With Open Heart and Open Arms
June 2–30, 2021
Center for Community Engagement, Fireplace Room
From April through October 1980, approximately 125,000 refugees fled their homes in Cuba and traveled by American ships and boats to Key West in the United States. Among those who left from the Cuban port of Mariel (and thus have become known as Marielitos) were a sizable number of LGBTQ+ Cubans. These new residents of the United States were assisted in their resettlement by dedicated members of the LGBTQ+ community, including many from Pennsylvania who assisted at the resettlement camp in Fort Indiantown Gap in Lebanon County, Pennsylvania, or helped those who settled in Pennsylvania.
This traveling exhibit explores the circumstances surrounding the exodus and resettlement, focusing on the personal stories of LGBTQ+ Cuban refugees who have since made their lives in this country. The exhibit commemorates the 40th anniversary of this event through photographs, documents, videos and narrative text (in both Spanish and English). The exhibit also includes video clips from interviews with several of the LGBTQ+ Marielitos, and several members of the LGBTQ+ community in Pennsylvania who assisted in their resettlement.
The exhibit begins with a description of gay life in pre-Castro Cuba, and discusses homophobia and repression under the regime of Fidel Castro including the rounding up of gay men and others and sending them to forced labor camps. The exhibit recounts how gay and lesbian activists in the U. S. began demonstrating in the 1960’s and 70’s against Cuba’s treatment of its LGBTQ+ population. The exhibit describes the sudden change in policy in April of 1980, allowing emigration of Cubans to the U.S. in what became known as the Mariel Boatlift. The exhibit follows the process of resettlement through a few camps around the country, including Fort Indiantown Gap, by federal agencies and volunteer organizations.
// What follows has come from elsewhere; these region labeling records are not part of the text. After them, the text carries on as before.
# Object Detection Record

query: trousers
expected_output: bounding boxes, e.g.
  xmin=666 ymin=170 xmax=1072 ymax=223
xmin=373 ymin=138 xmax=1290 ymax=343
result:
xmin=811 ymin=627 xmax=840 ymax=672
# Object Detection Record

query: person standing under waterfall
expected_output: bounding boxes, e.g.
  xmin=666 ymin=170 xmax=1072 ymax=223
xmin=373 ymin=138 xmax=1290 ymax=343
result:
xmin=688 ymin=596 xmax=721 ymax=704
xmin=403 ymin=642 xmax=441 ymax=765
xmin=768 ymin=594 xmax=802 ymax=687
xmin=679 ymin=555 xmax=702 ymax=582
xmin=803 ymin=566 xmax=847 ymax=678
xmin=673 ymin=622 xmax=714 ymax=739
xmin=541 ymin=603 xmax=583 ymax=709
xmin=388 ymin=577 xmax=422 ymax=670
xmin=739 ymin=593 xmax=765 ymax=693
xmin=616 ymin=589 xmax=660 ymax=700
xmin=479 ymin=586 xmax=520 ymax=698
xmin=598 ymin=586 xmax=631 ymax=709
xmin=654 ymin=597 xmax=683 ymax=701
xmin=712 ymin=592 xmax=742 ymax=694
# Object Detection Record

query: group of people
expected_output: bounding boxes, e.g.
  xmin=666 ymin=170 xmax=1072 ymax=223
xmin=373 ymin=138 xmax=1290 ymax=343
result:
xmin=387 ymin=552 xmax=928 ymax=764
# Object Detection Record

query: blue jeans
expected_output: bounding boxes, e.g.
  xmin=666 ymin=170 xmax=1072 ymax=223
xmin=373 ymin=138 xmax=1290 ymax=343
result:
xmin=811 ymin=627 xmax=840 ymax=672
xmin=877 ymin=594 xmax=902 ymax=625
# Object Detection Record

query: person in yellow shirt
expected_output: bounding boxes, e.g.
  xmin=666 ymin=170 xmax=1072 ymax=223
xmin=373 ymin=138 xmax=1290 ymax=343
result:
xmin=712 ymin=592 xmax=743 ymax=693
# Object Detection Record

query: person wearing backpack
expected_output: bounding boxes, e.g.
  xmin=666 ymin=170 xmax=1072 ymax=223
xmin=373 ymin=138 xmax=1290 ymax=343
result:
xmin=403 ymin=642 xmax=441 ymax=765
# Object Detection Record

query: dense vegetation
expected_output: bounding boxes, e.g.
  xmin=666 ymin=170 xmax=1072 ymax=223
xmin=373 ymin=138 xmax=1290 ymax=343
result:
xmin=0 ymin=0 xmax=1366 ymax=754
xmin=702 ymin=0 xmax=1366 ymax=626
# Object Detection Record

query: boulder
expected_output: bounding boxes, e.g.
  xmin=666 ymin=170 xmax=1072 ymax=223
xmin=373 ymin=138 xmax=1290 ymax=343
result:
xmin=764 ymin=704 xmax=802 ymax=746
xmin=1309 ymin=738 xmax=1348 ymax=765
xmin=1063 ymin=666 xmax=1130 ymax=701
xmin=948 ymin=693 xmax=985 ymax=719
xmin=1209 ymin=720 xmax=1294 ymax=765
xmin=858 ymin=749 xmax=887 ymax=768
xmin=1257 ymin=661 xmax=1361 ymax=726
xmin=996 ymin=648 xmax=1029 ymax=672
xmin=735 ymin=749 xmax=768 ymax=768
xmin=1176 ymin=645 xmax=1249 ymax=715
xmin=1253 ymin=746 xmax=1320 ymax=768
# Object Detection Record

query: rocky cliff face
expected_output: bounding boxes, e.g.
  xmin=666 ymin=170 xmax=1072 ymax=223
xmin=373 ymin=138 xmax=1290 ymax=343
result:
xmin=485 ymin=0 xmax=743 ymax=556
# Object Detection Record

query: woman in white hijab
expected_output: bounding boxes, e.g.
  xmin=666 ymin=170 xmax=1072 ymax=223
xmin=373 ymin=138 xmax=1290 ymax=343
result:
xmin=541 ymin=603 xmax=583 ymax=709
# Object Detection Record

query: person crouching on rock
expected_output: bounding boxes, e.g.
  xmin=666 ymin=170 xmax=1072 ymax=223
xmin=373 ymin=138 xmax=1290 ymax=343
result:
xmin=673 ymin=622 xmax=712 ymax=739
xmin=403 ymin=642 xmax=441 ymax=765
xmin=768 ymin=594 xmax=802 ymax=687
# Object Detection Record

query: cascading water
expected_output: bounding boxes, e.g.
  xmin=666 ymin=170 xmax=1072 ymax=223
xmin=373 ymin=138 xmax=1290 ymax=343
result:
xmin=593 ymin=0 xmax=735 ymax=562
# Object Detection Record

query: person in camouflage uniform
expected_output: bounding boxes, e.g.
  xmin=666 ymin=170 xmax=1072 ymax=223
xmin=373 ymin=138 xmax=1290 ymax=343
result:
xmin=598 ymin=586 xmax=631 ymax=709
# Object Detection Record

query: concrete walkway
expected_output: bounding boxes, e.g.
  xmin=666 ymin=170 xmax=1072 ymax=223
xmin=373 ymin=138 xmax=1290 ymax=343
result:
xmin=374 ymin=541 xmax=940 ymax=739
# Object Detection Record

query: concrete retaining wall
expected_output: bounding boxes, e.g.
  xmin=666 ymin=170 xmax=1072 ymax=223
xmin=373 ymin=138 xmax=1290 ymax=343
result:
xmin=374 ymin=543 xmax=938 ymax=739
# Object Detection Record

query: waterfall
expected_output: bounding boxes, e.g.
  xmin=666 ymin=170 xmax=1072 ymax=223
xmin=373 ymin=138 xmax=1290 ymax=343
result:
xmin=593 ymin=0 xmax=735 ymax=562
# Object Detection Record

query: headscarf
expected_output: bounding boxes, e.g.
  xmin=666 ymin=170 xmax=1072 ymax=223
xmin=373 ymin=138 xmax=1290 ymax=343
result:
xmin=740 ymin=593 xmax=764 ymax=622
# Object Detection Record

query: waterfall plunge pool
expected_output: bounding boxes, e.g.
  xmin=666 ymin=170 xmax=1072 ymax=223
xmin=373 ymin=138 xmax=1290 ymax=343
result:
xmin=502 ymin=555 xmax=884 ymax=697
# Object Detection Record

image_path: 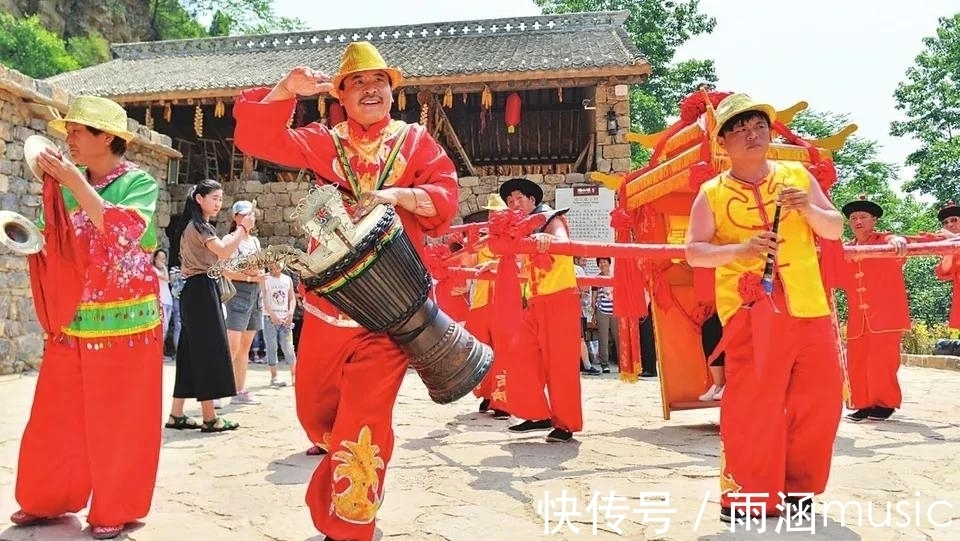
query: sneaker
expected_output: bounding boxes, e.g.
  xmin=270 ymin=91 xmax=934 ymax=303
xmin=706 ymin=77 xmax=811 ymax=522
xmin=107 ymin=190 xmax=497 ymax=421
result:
xmin=847 ymin=408 xmax=870 ymax=423
xmin=508 ymin=419 xmax=553 ymax=432
xmin=867 ymin=406 xmax=896 ymax=421
xmin=699 ymin=385 xmax=723 ymax=402
xmin=547 ymin=428 xmax=573 ymax=443
xmin=230 ymin=391 xmax=260 ymax=406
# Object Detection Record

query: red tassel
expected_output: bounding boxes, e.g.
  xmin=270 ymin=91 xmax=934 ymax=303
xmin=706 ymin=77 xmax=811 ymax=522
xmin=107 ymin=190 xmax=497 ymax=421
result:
xmin=27 ymin=175 xmax=87 ymax=335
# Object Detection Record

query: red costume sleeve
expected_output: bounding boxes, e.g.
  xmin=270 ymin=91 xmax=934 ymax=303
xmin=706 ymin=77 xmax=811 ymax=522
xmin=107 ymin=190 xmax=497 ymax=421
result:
xmin=233 ymin=88 xmax=337 ymax=172
xmin=408 ymin=124 xmax=459 ymax=237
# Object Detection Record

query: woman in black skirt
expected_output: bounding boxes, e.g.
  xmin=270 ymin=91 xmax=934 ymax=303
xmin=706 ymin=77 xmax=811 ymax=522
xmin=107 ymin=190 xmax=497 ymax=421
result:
xmin=166 ymin=179 xmax=253 ymax=432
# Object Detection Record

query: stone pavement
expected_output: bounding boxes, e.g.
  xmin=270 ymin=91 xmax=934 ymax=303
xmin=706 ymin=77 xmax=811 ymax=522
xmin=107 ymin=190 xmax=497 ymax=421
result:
xmin=0 ymin=364 xmax=960 ymax=541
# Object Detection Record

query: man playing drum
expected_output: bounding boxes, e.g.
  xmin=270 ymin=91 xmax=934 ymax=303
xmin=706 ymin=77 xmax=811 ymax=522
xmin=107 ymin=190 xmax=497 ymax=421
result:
xmin=234 ymin=42 xmax=458 ymax=541
xmin=686 ymin=94 xmax=843 ymax=521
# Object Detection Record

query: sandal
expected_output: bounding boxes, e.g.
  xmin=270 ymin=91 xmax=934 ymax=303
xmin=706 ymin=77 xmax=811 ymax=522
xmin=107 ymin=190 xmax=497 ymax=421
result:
xmin=200 ymin=417 xmax=240 ymax=432
xmin=163 ymin=415 xmax=200 ymax=430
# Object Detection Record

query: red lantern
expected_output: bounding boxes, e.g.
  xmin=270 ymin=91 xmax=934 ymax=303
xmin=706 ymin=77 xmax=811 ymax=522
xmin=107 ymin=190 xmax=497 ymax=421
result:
xmin=503 ymin=92 xmax=520 ymax=133
xmin=330 ymin=101 xmax=347 ymax=128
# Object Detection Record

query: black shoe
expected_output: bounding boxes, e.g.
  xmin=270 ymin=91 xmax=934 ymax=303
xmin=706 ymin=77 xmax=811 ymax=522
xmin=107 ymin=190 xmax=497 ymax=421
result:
xmin=783 ymin=496 xmax=813 ymax=522
xmin=509 ymin=419 xmax=553 ymax=432
xmin=867 ymin=406 xmax=896 ymax=421
xmin=847 ymin=408 xmax=871 ymax=423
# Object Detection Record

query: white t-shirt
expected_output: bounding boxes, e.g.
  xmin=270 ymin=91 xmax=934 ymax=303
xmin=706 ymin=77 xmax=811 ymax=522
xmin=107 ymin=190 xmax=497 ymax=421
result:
xmin=153 ymin=267 xmax=173 ymax=306
xmin=263 ymin=274 xmax=293 ymax=319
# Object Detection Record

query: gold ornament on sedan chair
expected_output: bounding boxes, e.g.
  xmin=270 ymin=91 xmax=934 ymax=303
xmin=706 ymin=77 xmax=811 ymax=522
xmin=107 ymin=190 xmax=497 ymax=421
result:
xmin=193 ymin=103 xmax=203 ymax=137
xmin=480 ymin=85 xmax=493 ymax=111
xmin=443 ymin=86 xmax=453 ymax=109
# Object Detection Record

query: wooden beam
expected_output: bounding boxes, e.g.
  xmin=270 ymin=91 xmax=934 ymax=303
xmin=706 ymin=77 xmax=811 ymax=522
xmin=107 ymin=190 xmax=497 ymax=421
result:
xmin=106 ymin=64 xmax=650 ymax=106
xmin=431 ymin=95 xmax=477 ymax=177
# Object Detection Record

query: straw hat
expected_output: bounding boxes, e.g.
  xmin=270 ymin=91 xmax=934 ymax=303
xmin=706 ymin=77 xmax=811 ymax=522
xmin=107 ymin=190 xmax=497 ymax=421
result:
xmin=48 ymin=96 xmax=136 ymax=141
xmin=483 ymin=193 xmax=509 ymax=210
xmin=840 ymin=194 xmax=883 ymax=218
xmin=330 ymin=41 xmax=403 ymax=98
xmin=711 ymin=94 xmax=777 ymax=137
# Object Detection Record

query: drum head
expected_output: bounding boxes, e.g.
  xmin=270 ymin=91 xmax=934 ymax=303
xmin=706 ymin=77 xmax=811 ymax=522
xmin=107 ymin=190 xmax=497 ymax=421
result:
xmin=23 ymin=135 xmax=61 ymax=182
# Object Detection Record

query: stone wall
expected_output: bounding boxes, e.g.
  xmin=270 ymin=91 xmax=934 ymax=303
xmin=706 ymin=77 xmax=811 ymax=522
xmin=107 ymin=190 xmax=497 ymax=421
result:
xmin=0 ymin=65 xmax=179 ymax=374
xmin=594 ymin=84 xmax=631 ymax=175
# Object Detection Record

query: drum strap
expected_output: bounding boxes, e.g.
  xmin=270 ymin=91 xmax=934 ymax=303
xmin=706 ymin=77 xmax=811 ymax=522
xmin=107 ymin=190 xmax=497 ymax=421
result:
xmin=330 ymin=124 xmax=410 ymax=199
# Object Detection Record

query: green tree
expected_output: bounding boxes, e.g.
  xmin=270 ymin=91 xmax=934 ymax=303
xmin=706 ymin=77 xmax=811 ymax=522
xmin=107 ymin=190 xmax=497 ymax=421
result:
xmin=790 ymin=110 xmax=951 ymax=326
xmin=67 ymin=32 xmax=110 ymax=68
xmin=0 ymin=13 xmax=79 ymax=79
xmin=890 ymin=13 xmax=960 ymax=206
xmin=534 ymin=0 xmax=717 ymax=141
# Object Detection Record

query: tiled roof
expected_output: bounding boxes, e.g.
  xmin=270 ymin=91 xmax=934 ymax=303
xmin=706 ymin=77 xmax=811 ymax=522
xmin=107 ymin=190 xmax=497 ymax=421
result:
xmin=47 ymin=11 xmax=649 ymax=98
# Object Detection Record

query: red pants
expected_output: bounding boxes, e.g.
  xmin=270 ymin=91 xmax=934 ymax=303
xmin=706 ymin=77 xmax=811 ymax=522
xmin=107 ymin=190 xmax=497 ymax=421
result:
xmin=720 ymin=302 xmax=843 ymax=514
xmin=847 ymin=331 xmax=903 ymax=409
xmin=465 ymin=304 xmax=507 ymax=411
xmin=296 ymin=298 xmax=408 ymax=541
xmin=16 ymin=328 xmax=163 ymax=526
xmin=507 ymin=290 xmax=583 ymax=432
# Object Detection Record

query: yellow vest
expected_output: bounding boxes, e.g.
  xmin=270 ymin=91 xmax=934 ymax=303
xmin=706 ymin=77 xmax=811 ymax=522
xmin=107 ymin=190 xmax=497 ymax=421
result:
xmin=524 ymin=255 xmax=577 ymax=298
xmin=470 ymin=246 xmax=496 ymax=310
xmin=701 ymin=158 xmax=830 ymax=324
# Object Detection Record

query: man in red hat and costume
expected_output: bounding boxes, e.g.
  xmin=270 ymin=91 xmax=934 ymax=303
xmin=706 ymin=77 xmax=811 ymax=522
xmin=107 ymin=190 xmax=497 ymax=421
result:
xmin=933 ymin=201 xmax=960 ymax=329
xmin=686 ymin=94 xmax=843 ymax=522
xmin=840 ymin=196 xmax=910 ymax=422
xmin=233 ymin=42 xmax=458 ymax=541
xmin=499 ymin=178 xmax=583 ymax=442
xmin=840 ymin=196 xmax=910 ymax=423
The Universal Fellowship of Metropolitan Community Churches led the efforts to assist LGBTQ+ Cuban refugees, helping resettle about 10,000. The exhibit also reviews the press coverage given at the time, especially to LGBTQ+ Cuban refugees, the life and challenges LGBTQ+ Marielitos faced as new residents of Pennsylvania, and the impact of the HIV/AIDS epidemic on the Marielitos and on those remaining in Cuba. The exhibit ends with a discussion of LGBTQ+ rights in Cuba today.
The exhibit is curated by John Anderies, Director of the John J. Wilcox, Jr. Archives, William Way LGBT Community Center, Philadelphia, and is produced and managed by the LGBT Center of Central PA History Project for the PA LGBT History Network. It is supported by funding from the Dr. Magnus Hirschfeld Fund of Philadelphia, the Schlegel-Deibler Charitable Foundation, the LGBT Center of Central PA History Project and the William Way LGBT Community Center.